World leaders to descend on France for WWI commemorations

World leaders to descend on France for WWI commemorations

France kicks off a week of World War I commemorations from Sunday, with some 80 leaders from around the globe preparing to fly in for a ceremony marking a century since the guns fell silent. 

World War I
Photo: Wikimedia Commons

French President Emmanuel Macron is gearing up for a busy week of diplomacy that will see him play host to leaders including US President Donald Trump and Russian counterpart Vladimir Putin.

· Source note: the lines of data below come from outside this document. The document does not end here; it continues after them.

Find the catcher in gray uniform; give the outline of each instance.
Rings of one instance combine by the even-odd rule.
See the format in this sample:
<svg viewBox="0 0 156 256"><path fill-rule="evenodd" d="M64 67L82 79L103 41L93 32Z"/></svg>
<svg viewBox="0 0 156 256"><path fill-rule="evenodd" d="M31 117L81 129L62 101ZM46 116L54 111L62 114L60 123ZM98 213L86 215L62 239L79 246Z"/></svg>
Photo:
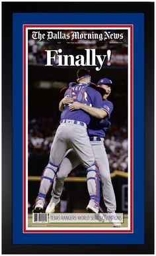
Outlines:
<svg viewBox="0 0 156 256"><path fill-rule="evenodd" d="M106 116L104 118L100 117L99 109L96 108L97 117L95 113L93 113L92 107L86 105L79 102L73 102L69 97L64 97L59 103L59 110L61 111L64 105L69 104L69 109L73 111L76 109L82 109L91 115L93 115L91 121L88 126L88 134L90 142L95 157L95 160L99 167L99 174L102 181L102 195L104 204L108 213L115 214L116 208L115 194L111 181L108 160L104 147L104 139L108 128L110 126L110 114L113 110L112 102L107 100L114 84L108 78L103 78L97 83L97 88L100 88L100 93L102 94L102 109L106 112ZM101 90L102 89L102 90ZM95 111L95 108L94 108ZM53 190L52 192L52 199L48 204L46 212L52 213L55 211L55 206L59 203L61 195L64 178L67 177L70 172L81 163L75 152L69 149L61 164L54 180ZM113 224L114 227L120 227L120 224Z"/></svg>

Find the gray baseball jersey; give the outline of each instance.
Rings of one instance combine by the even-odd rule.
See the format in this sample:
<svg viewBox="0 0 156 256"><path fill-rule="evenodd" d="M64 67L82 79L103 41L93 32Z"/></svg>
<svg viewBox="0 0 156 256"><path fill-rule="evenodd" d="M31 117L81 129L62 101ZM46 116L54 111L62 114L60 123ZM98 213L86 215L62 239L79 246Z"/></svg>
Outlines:
<svg viewBox="0 0 156 256"><path fill-rule="evenodd" d="M104 146L104 138L108 127L110 125L110 117L113 109L112 103L104 100L102 108L107 111L108 115L102 120L93 118L89 127L89 136L95 141L91 144L94 153L95 160L99 167L99 174L102 182L102 195L108 212L116 211L116 198L110 178L109 163ZM62 161L57 177L54 180L52 196L54 198L61 196L64 184L64 178L67 176L70 172L81 163L75 152L70 149L65 155Z"/></svg>
<svg viewBox="0 0 156 256"><path fill-rule="evenodd" d="M85 100L89 105L101 107L101 95L93 88L87 86L86 84L74 84L71 90L71 96L73 96L75 100L79 99L81 94L85 96ZM67 92L65 94L67 94ZM84 102L84 98L82 99L82 102ZM87 169L87 188L90 199L98 205L99 171L87 131L87 124L90 122L90 119L89 115L85 111L70 111L68 106L65 107L61 116L61 124L57 129L52 145L50 161L42 176L36 202L38 200L44 202L65 153L71 148L74 149L79 159Z"/></svg>

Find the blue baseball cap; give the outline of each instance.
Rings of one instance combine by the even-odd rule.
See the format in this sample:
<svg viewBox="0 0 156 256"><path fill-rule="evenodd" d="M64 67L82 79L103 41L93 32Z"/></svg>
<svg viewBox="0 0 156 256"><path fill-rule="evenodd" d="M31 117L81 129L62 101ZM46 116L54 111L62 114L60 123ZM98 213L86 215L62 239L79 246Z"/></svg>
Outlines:
<svg viewBox="0 0 156 256"><path fill-rule="evenodd" d="M110 87L115 86L112 82L108 78L102 78L98 82L97 86L100 86L100 84L106 84L106 86L109 86Z"/></svg>

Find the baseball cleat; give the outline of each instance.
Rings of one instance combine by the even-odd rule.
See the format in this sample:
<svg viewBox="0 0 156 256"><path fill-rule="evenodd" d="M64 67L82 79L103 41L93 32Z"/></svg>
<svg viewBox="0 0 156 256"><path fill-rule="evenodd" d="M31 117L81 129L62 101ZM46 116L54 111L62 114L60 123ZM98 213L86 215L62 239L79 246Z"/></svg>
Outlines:
<svg viewBox="0 0 156 256"><path fill-rule="evenodd" d="M89 213L95 213L95 214L98 214L99 210L98 206L95 201L93 201L93 200L89 201L89 204L86 208L86 210Z"/></svg>
<svg viewBox="0 0 156 256"><path fill-rule="evenodd" d="M34 214L40 214L42 212L44 209L44 205L42 204L36 204L34 209L32 210L32 212Z"/></svg>
<svg viewBox="0 0 156 256"><path fill-rule="evenodd" d="M59 201L60 201L59 198L58 199L55 199L54 198L52 198L48 206L46 208L46 214L52 214L53 212L54 212L56 206L57 204L58 204Z"/></svg>

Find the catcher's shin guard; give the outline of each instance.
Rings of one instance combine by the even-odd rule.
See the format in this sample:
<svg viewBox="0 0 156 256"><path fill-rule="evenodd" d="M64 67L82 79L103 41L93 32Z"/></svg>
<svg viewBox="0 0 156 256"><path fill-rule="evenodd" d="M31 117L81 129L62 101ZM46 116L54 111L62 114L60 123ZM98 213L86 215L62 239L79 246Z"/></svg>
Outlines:
<svg viewBox="0 0 156 256"><path fill-rule="evenodd" d="M95 201L98 205L100 202L100 180L99 170L95 162L87 168L87 187L90 195L90 199Z"/></svg>
<svg viewBox="0 0 156 256"><path fill-rule="evenodd" d="M56 174L59 166L54 164L49 161L48 164L45 168L40 182L40 187L38 198L45 200L47 192L54 182L54 178Z"/></svg>

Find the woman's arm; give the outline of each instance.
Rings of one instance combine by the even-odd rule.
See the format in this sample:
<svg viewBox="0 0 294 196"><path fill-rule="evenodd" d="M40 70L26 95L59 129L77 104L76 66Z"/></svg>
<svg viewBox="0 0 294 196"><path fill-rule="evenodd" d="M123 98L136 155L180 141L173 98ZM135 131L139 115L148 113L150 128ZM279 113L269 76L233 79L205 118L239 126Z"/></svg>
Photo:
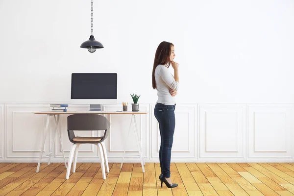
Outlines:
<svg viewBox="0 0 294 196"><path fill-rule="evenodd" d="M160 70L159 74L163 81L164 81L170 88L175 91L177 91L179 85L179 75L177 69L176 69L176 71L175 70L174 70L175 75L172 76L172 75L167 68L163 67Z"/></svg>

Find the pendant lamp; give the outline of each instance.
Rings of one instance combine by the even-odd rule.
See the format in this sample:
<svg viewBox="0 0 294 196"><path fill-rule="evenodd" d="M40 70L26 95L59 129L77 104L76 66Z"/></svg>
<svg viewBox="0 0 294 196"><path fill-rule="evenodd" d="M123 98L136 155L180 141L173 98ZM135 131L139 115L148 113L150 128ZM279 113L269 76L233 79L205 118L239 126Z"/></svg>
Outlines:
<svg viewBox="0 0 294 196"><path fill-rule="evenodd" d="M80 47L83 49L88 49L88 51L91 53L93 53L96 51L97 49L102 49L104 48L103 45L100 42L95 40L93 36L93 1L91 0L91 35L90 36L89 40L83 42Z"/></svg>

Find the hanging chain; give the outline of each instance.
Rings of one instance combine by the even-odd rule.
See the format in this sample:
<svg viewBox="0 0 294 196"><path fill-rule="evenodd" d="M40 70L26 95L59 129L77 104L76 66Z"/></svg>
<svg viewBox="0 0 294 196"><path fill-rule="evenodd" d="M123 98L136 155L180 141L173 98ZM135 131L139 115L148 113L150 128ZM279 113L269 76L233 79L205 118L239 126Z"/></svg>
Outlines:
<svg viewBox="0 0 294 196"><path fill-rule="evenodd" d="M93 35L93 1L91 2L91 32L92 35Z"/></svg>

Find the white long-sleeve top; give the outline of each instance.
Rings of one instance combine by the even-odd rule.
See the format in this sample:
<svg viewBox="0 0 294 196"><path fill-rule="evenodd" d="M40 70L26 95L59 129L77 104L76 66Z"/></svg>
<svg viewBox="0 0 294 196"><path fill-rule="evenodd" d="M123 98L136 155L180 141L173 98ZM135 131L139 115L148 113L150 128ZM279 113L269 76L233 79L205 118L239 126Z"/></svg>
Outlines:
<svg viewBox="0 0 294 196"><path fill-rule="evenodd" d="M168 68L163 65L159 65L156 67L155 76L158 96L157 103L165 105L174 105L174 97L172 97L170 93L170 88L177 91L179 82L174 80Z"/></svg>

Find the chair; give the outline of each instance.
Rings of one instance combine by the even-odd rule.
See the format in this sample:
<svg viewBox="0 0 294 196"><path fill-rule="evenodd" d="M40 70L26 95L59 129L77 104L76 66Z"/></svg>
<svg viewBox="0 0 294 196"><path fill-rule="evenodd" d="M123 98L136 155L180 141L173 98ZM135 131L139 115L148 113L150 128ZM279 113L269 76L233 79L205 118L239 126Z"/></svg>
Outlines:
<svg viewBox="0 0 294 196"><path fill-rule="evenodd" d="M102 176L106 179L104 162L108 173L109 172L108 161L104 140L108 135L110 122L104 116L94 114L78 114L69 116L67 118L68 133L70 141L73 143L69 157L69 162L66 179L69 179L74 156L73 172L75 172L78 147L82 144L92 144L97 145L101 162ZM102 137L76 137L74 130L92 131L104 130Z"/></svg>

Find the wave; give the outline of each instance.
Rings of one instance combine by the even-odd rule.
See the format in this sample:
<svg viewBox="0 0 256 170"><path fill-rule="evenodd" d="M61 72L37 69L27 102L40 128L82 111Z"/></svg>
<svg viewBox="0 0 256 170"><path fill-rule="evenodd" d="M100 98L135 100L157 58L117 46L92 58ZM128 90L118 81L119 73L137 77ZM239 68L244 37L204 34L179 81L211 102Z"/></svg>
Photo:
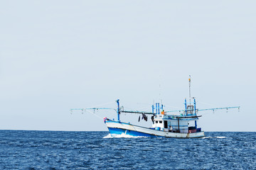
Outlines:
<svg viewBox="0 0 256 170"><path fill-rule="evenodd" d="M202 139L209 139L209 138L218 138L218 139L225 139L225 137L203 137Z"/></svg>
<svg viewBox="0 0 256 170"><path fill-rule="evenodd" d="M103 137L103 138L140 138L140 137L148 137L144 136L132 136L129 135L127 135L124 133L122 133L121 135L117 134L108 134L107 136Z"/></svg>

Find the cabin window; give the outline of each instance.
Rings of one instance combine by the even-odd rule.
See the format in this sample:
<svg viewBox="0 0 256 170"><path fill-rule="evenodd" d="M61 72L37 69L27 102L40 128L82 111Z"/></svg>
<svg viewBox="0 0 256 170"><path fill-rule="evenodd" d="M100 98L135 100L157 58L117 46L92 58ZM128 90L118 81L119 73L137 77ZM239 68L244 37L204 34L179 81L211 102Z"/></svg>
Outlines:
<svg viewBox="0 0 256 170"><path fill-rule="evenodd" d="M164 128L168 128L168 123L167 121L164 120Z"/></svg>

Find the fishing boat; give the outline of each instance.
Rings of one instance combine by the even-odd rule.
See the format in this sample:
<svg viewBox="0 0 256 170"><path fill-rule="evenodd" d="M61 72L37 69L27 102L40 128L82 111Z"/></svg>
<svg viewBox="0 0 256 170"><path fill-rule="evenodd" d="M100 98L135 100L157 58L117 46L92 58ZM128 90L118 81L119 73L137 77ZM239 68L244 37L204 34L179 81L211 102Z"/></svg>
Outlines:
<svg viewBox="0 0 256 170"><path fill-rule="evenodd" d="M151 112L124 110L124 107L119 106L119 100L117 100L117 109L115 109L117 113L117 120L104 118L104 122L112 137L119 135L125 135L135 137L176 137L176 138L196 138L205 136L204 131L198 125L198 121L201 115L198 115L199 111L215 110L218 109L229 109L238 107L225 107L207 109L197 109L195 98L191 97L191 78L189 81L189 102L185 98L184 110L164 110L164 105L160 103L156 103L151 106ZM192 102L191 102L192 100ZM108 108L79 108L73 110L86 110L93 109L112 109ZM176 113L175 114L175 113ZM148 116L151 118L152 125L150 128L142 127L133 125L129 122L120 120L122 113L136 113L139 114L139 121L142 116L142 120L147 120Z"/></svg>

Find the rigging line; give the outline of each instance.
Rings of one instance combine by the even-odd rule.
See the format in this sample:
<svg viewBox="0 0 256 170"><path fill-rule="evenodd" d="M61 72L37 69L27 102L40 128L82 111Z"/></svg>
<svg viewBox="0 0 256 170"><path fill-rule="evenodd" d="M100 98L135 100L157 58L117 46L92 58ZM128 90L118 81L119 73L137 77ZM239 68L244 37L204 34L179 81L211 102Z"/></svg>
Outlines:
<svg viewBox="0 0 256 170"><path fill-rule="evenodd" d="M208 105L208 106L215 106L215 105L213 105L213 104L210 104L210 103L205 103L205 102L198 101L197 101L196 103L202 103L202 104L206 104L206 105Z"/></svg>
<svg viewBox="0 0 256 170"><path fill-rule="evenodd" d="M115 103L115 101L114 102L109 102L109 103L103 103L103 104L100 104L100 105L96 105L96 106L93 106L93 107L89 107L89 108L95 108L95 107L97 107L97 106L103 106L103 105L107 105L107 104L111 104L111 103Z"/></svg>
<svg viewBox="0 0 256 170"><path fill-rule="evenodd" d="M92 115L95 115L97 118L100 118L100 120L102 120L103 118L100 117L99 115L96 115L95 113L93 113L92 112L86 110L86 111L88 111L90 113L92 113Z"/></svg>

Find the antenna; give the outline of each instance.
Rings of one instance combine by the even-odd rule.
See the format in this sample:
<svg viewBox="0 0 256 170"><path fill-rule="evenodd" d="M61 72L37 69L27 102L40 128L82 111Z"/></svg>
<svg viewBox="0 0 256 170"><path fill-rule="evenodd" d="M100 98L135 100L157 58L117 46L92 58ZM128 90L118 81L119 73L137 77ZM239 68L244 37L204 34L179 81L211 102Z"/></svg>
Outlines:
<svg viewBox="0 0 256 170"><path fill-rule="evenodd" d="M191 105L191 76L189 75L189 79L188 79L188 84L189 84L189 105Z"/></svg>

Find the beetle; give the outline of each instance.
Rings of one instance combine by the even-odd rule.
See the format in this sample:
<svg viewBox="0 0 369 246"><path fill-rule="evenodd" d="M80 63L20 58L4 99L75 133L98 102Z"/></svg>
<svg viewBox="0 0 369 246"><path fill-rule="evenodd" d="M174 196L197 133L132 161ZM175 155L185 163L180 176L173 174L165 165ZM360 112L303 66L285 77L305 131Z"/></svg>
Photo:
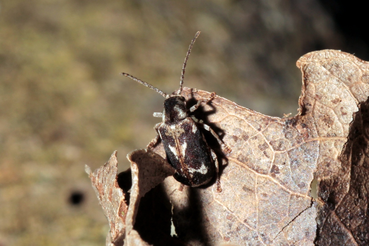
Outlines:
<svg viewBox="0 0 369 246"><path fill-rule="evenodd" d="M195 122L190 116L201 103L206 104L211 101L215 97L215 93L213 92L208 98L199 100L189 110L186 109L185 98L181 95L187 60L192 46L200 33L200 32L196 33L190 45L183 63L179 89L174 95L168 95L128 74L122 73L121 75L151 88L166 98L162 112L153 114L154 117L161 117L163 122L155 125L156 136L147 146L147 148L152 148L161 139L167 160L176 170L174 175L176 180L183 184L197 187L208 183L215 175L217 191L220 192L221 188L217 156L208 146L197 126L210 131L224 149L225 152L230 153L231 150L208 126Z"/></svg>

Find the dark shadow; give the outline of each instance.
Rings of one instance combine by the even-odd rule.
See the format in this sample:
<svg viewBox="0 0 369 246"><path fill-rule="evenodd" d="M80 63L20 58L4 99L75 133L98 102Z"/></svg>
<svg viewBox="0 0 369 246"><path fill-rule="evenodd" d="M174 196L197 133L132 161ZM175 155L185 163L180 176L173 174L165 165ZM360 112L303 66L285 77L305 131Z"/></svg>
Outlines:
<svg viewBox="0 0 369 246"><path fill-rule="evenodd" d="M369 100L354 114L347 142L338 160L339 169L322 179L317 196L316 245L369 245Z"/></svg>
<svg viewBox="0 0 369 246"><path fill-rule="evenodd" d="M68 199L69 203L73 206L79 206L85 201L85 194L81 191L75 191L70 193Z"/></svg>
<svg viewBox="0 0 369 246"><path fill-rule="evenodd" d="M123 190L125 195L125 198L127 206L130 205L131 193L128 192L128 191L132 186L132 175L131 168L129 168L125 171L119 173L117 178L118 185Z"/></svg>
<svg viewBox="0 0 369 246"><path fill-rule="evenodd" d="M199 192L197 188L190 188L189 206L182 210L173 211L173 223L177 237L182 242L188 243L196 240L201 245L210 246L205 227L208 222L202 211L203 204Z"/></svg>
<svg viewBox="0 0 369 246"><path fill-rule="evenodd" d="M184 246L170 236L171 219L172 204L159 184L141 198L133 228L142 239L154 246Z"/></svg>

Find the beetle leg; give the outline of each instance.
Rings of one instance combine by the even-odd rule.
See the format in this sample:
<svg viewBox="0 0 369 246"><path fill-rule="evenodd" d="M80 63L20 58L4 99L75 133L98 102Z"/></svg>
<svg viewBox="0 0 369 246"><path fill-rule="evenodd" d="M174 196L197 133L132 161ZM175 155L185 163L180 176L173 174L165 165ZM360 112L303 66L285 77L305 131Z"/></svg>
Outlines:
<svg viewBox="0 0 369 246"><path fill-rule="evenodd" d="M160 117L161 118L163 117L163 113L162 112L159 112L159 113L154 113L152 114L153 116L154 117Z"/></svg>
<svg viewBox="0 0 369 246"><path fill-rule="evenodd" d="M210 96L209 96L209 97L207 99L197 101L197 103L191 107L190 109L190 113L192 113L197 109L199 106L200 106L200 104L201 103L203 103L206 104L212 100L213 98L215 97L215 95L216 94L215 92L211 92L211 94L210 94Z"/></svg>
<svg viewBox="0 0 369 246"><path fill-rule="evenodd" d="M159 131L158 130L158 127L159 127L159 125L160 124L160 123L157 124L155 125L155 126L154 127L154 129L156 132L156 136L155 137L154 139L151 140L151 141L147 145L147 147L146 147L146 148L151 148L152 147L154 147L156 144L158 143L158 141L160 138L160 134L159 134Z"/></svg>
<svg viewBox="0 0 369 246"><path fill-rule="evenodd" d="M217 174L217 191L218 192L221 192L222 188L220 187L220 180L219 178L219 163L218 161L218 157L217 157L217 155L215 154L214 151L210 148L209 149L211 154L211 157L214 160L214 163L215 164L215 172Z"/></svg>
<svg viewBox="0 0 369 246"><path fill-rule="evenodd" d="M219 138L219 136L217 134L214 130L211 129L210 126L207 124L204 124L203 123L200 123L200 122L197 122L197 124L200 125L203 128L205 129L207 131L210 131L210 133L211 133L212 135L214 136L214 137L217 139L217 141L219 143L219 144L222 146L222 147L224 149L224 152L225 152L226 154L228 154L232 152L232 150L230 148L227 146L227 144L225 144Z"/></svg>

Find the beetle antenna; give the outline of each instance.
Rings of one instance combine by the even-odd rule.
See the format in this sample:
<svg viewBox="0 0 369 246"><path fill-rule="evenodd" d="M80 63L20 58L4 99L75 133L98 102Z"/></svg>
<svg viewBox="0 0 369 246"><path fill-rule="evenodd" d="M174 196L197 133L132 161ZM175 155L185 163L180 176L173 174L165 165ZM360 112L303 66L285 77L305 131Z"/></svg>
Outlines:
<svg viewBox="0 0 369 246"><path fill-rule="evenodd" d="M168 97L168 96L167 95L166 93L163 92L162 91L160 90L159 89L158 89L156 87L154 87L154 86L152 86L152 85L151 85L150 84L148 84L147 83L146 83L146 82L144 82L144 81L142 81L141 79L138 79L137 78L135 77L134 77L133 76L132 76L132 75L130 75L129 74L126 74L125 73L122 73L121 74L123 75L124 75L124 76L125 76L126 77L128 77L128 78L130 78L130 79L133 79L133 80L135 81L137 81L138 83L141 83L142 84L142 85L144 85L145 86L147 86L149 88L151 88L152 89L154 90L155 90L156 92L158 93L159 94L161 94L162 96L164 97L165 98L166 98Z"/></svg>
<svg viewBox="0 0 369 246"><path fill-rule="evenodd" d="M184 79L184 71L186 69L186 64L187 63L187 60L188 59L188 57L190 55L190 53L191 52L191 49L192 48L192 45L193 45L193 43L195 42L195 40L196 40L196 38L200 34L200 32L198 31L195 34L195 37L192 39L192 41L191 42L191 44L190 45L190 47L189 48L188 51L187 51L187 54L186 56L186 58L184 58L184 62L183 62L183 66L182 68L182 75L181 75L181 81L179 82L179 90L178 90L178 92L177 93L177 95L180 95L182 93L182 86L183 84L183 79Z"/></svg>

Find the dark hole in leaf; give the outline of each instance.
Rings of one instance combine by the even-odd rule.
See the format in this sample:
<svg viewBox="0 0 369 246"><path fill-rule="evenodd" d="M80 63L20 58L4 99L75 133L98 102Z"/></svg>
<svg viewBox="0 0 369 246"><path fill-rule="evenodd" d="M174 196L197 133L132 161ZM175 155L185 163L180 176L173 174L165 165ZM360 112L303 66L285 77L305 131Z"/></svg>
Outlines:
<svg viewBox="0 0 369 246"><path fill-rule="evenodd" d="M125 200L127 205L129 205L131 194L128 193L128 191L132 186L132 176L131 168L128 168L118 174L117 180L119 187L123 190L125 194Z"/></svg>
<svg viewBox="0 0 369 246"><path fill-rule="evenodd" d="M145 194L140 201L134 229L149 244L184 245L170 236L172 204L161 185Z"/></svg>

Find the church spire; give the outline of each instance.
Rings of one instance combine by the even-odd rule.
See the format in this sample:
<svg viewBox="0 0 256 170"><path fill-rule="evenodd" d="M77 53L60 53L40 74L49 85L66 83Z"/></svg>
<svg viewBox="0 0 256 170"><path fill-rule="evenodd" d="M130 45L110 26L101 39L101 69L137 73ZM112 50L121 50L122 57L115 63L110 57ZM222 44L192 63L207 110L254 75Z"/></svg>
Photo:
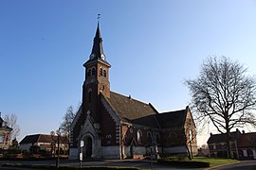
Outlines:
<svg viewBox="0 0 256 170"><path fill-rule="evenodd" d="M103 46L102 46L102 38L100 31L100 22L99 22L100 15L101 14L98 14L98 26L97 26L96 34L93 40L93 48L90 55L90 60L105 60L105 55L104 55Z"/></svg>
<svg viewBox="0 0 256 170"><path fill-rule="evenodd" d="M94 61L100 61L110 67L110 64L105 60L106 59L103 52L102 38L100 30L100 15L101 14L98 14L98 25L95 37L93 40L92 52L90 54L89 60L83 64L84 67L86 67L87 64Z"/></svg>

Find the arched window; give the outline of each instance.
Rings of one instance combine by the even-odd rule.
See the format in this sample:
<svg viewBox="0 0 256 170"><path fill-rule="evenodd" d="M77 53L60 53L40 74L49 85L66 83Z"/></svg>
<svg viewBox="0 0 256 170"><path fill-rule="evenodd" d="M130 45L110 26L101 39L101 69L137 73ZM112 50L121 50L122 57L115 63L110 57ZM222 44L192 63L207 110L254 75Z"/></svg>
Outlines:
<svg viewBox="0 0 256 170"><path fill-rule="evenodd" d="M100 69L100 76L103 76L103 69L102 69L102 68Z"/></svg>
<svg viewBox="0 0 256 170"><path fill-rule="evenodd" d="M88 69L87 70L87 76L92 76L92 69Z"/></svg>
<svg viewBox="0 0 256 170"><path fill-rule="evenodd" d="M91 101L92 101L92 90L89 89L89 91L88 91L88 102L91 103Z"/></svg>
<svg viewBox="0 0 256 170"><path fill-rule="evenodd" d="M103 76L106 77L106 70L103 70Z"/></svg>
<svg viewBox="0 0 256 170"><path fill-rule="evenodd" d="M92 76L95 76L95 73L96 73L96 69L95 67L92 68Z"/></svg>
<svg viewBox="0 0 256 170"><path fill-rule="evenodd" d="M159 133L155 133L155 142L156 142L156 144L160 144L160 134Z"/></svg>
<svg viewBox="0 0 256 170"><path fill-rule="evenodd" d="M152 144L152 133L151 131L147 132L147 140L148 140L148 144Z"/></svg>
<svg viewBox="0 0 256 170"><path fill-rule="evenodd" d="M137 131L137 144L141 144L141 139L142 139L142 132L138 129Z"/></svg>

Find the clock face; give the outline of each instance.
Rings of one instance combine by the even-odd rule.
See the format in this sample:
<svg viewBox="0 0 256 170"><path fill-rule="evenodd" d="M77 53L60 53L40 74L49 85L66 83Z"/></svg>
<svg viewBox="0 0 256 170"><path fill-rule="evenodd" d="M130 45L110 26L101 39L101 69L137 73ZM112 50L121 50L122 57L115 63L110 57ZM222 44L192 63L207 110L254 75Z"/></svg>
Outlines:
<svg viewBox="0 0 256 170"><path fill-rule="evenodd" d="M91 54L90 59L94 59L95 54Z"/></svg>
<svg viewBox="0 0 256 170"><path fill-rule="evenodd" d="M101 60L105 60L105 55L101 54Z"/></svg>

He will also be criss-crossing northern France, visiting the battlefields where hundreds of thousands of men lost their lives in the trenches.
Macron will notably use the international spotlight to issue a rallying cry against populism -- in the presence of "America First" Trump and other nationalist leaders.
The commemorations will culminate in a ceremony at the Arc de Triomphe in Paris on November 11 attended by dozens of leaders including Trump, Putin and Germany's Chancellor Angela Merkel, 100 years to the day since the armistice.
The ceremony at the Tomb of the Unknown Soldier on the Champs-Elysees avenue will be held under tight security following a string of deadly jihadist attacks in France over the past three years.
Remembrance events begin on Sunday, November 3 with a concert celebrating friendship between former wartime enemies France and Germany in the border city of Strasbourg, attended by Macron and German President Frank-Walter Steinmeier.
Macron will then spend the week visiting the Western Front battlefields, from Verdun to the Somme.
On Tuesday, in honour of the "black army" of former colonial troops who fought alongside the French, he and Mali's President Ibrahim Boubacar Keita will visit Reims, a city defended by the African soldiers. 
Britain's Prime Minister Theresa May will join Macron on the Somme on Friday, while on Saturday he heads to the village of Rethondes, where the armistice was signed, with Merkel.
After next Sunday's ceremony, world leaders are set to attend a three-day peace forum opened by Merkel, an event which France wants to turn into an annual multilateral peace conference.